Cette nouvelle édition du congrès de l’Association française de sociologie articule deux termes dont celui d’
environnement, lequel pourra s’entendre au singulier comme au pluriel. Si l’approche des phénomènes sociaux au travers des « inégalités » a été bien balisée par notre discipline, pour en faire une de ses marques de fabrique très tôt dans son histoire, au contraire l’environnement a tardé à apparaître comme un champ de la sociologie, voire s’y est imposé comme légitime de haute lutte, tel que l’a bien rappelé la
dernière journée inter-congrès du RT38. Aussi, ce Réseau Thématique (Sociologie de l’environnement et des risques) peut s’estimer là convoqué dans son cœur de questionnement.

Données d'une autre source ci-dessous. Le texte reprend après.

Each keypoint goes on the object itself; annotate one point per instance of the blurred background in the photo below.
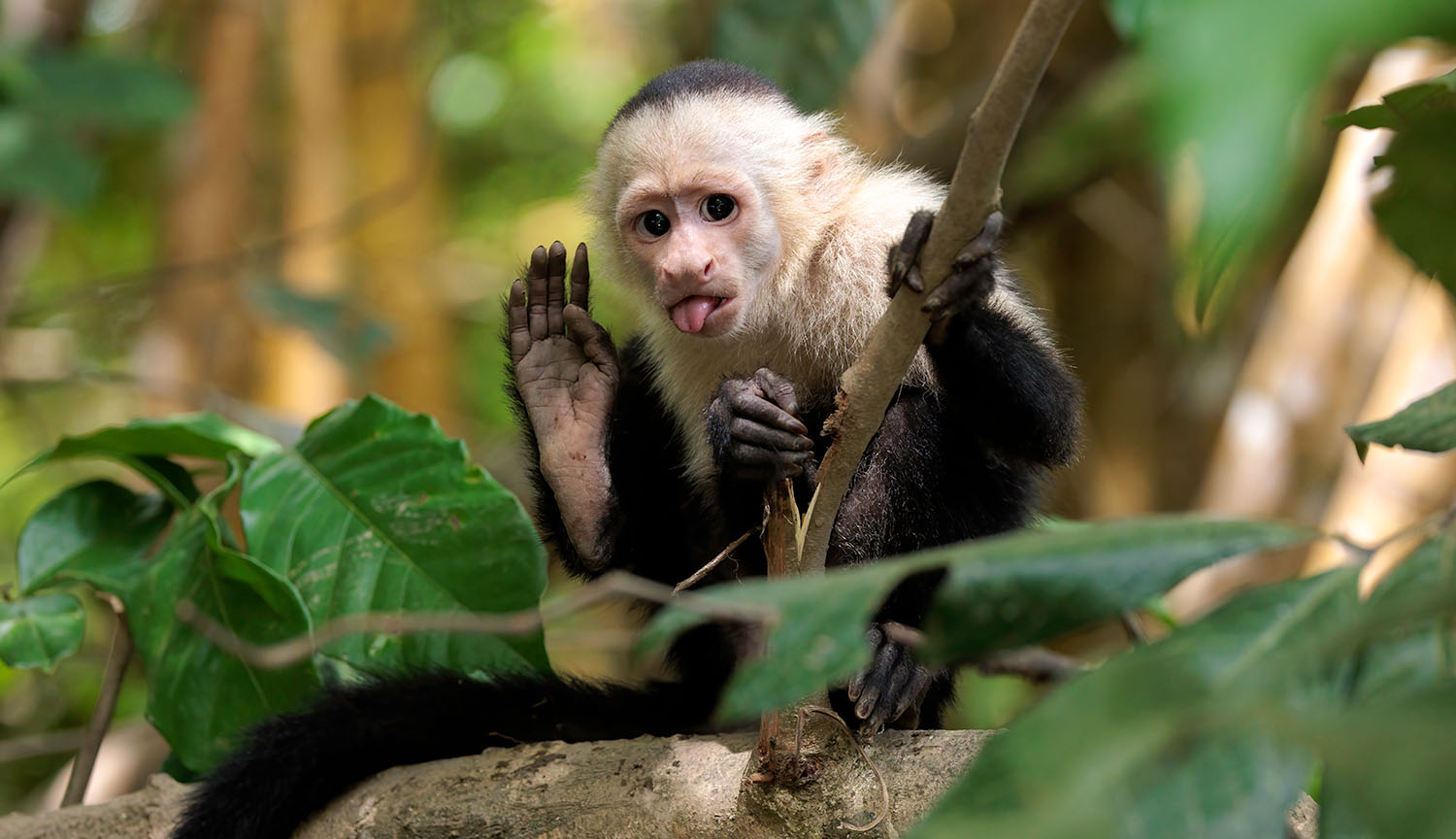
(265, 207)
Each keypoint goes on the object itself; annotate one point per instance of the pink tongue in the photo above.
(690, 312)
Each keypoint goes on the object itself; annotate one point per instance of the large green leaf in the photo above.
(1404, 107)
(96, 533)
(200, 696)
(1231, 79)
(376, 510)
(40, 631)
(1001, 591)
(101, 90)
(1417, 210)
(182, 436)
(809, 49)
(38, 162)
(1427, 424)
(1130, 749)
(1417, 206)
(1013, 591)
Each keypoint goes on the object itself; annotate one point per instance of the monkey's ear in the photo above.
(824, 165)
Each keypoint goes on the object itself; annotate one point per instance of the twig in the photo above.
(698, 576)
(1426, 526)
(1135, 629)
(121, 649)
(868, 385)
(884, 789)
(300, 649)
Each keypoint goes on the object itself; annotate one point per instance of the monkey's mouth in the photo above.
(690, 314)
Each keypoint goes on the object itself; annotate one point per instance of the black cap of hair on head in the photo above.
(701, 78)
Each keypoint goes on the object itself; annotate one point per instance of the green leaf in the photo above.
(1386, 771)
(809, 49)
(376, 510)
(182, 436)
(337, 322)
(1019, 590)
(200, 696)
(96, 533)
(104, 90)
(40, 631)
(1417, 210)
(1133, 749)
(1232, 81)
(1427, 424)
(1001, 591)
(38, 162)
(1404, 107)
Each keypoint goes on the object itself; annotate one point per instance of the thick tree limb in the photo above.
(646, 787)
(868, 385)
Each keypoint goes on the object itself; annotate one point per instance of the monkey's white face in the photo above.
(707, 242)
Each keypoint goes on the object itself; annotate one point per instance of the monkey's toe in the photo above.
(890, 688)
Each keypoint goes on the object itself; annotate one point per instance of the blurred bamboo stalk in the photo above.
(1394, 488)
(396, 250)
(1341, 311)
(201, 334)
(299, 378)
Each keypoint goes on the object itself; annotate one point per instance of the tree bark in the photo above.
(646, 787)
(661, 787)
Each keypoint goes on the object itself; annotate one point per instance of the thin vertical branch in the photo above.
(121, 650)
(868, 385)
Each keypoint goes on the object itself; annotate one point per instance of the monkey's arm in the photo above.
(1002, 376)
(603, 451)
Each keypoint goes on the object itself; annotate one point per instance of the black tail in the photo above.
(296, 763)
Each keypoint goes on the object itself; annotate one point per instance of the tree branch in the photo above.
(121, 649)
(868, 385)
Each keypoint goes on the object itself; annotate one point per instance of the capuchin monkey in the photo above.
(760, 250)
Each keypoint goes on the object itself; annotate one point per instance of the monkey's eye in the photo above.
(654, 223)
(718, 207)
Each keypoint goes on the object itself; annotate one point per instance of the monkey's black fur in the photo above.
(698, 78)
(946, 465)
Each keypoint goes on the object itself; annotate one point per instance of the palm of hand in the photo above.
(564, 390)
(565, 366)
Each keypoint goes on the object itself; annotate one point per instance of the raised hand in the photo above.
(567, 376)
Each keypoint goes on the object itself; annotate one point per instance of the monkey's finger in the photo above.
(905, 253)
(579, 277)
(517, 331)
(911, 692)
(876, 684)
(873, 635)
(754, 407)
(555, 287)
(593, 337)
(759, 454)
(986, 241)
(778, 387)
(967, 287)
(768, 436)
(893, 693)
(536, 294)
(763, 463)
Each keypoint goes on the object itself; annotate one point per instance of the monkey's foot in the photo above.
(891, 687)
(973, 274)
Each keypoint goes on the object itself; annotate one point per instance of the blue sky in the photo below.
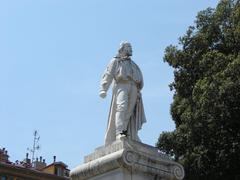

La sociologie clinique, elle, est attentive aux catégories de pensée en tant qu’elles expriment l’état de la société, de ses pratiques et des rapports de force épistémiques. Ces outils de la pensée ordinaire ou scientifique, lorsqu’ils sont institutionnalisés, s’imposent à nous comme des manières de penser (ou de ne pas penser), de sentir et d’agir (ce sont aussi des catégories de l’action). Or le terme d’« environnement » est intéressant à replacer dans une histoire des représentations sociales, d’une part, et à questionner épistémologiquement d’autre part.
Dans un premier temps de la sociologie de l’environnement, ce terme représentait un progrès analytique par rapport à la « nature » (Jollivet, Mathieu, 1989). Mais cette dernière est aujourd’hui elle-même questionnée : faut-il considérer comme Philippe Descola (2005) qu’elle ne serait qu’une catégorie de pensée locale et historique contingente, ou au contraire qu’il « ne [faudrait] pas en finir avec la nature » (Dupouey, 2024) ? Le grand partage avec la culture constitue un trait civilisationnel majeur. Est-il à l’origine d’une surexploitation anthropocénique des ressources, ou sa justification capitalistique ? L’hybridation de la plupart des objets étudiés par les sociologues, entre nature et culture (Latour, 1991), interdirait-elle désormais de penser spécifiquement la part non-humaine des processus qui caractérisent ce que l’on appelait « nature » ? Et donc leurs effets sur la vie humaine, dont les inégalités en particulier ? Les reproches faits à l’environnementalisation de la sociologie (sa centration sur ce qui environne la vie humaine) recoupent ceux adressés aux « milieux », mais de façon inversée. L’environnement serait-il alors la version sociologisée du milieu des écologues, la conception des géographes constituant un positionnement intermédiaire ? Le milieu dont, au passage, on pourrait faire remarquer la part duale, puisque tout en étant l’enveloppe, il pose un taxon comme centre (niche écologique).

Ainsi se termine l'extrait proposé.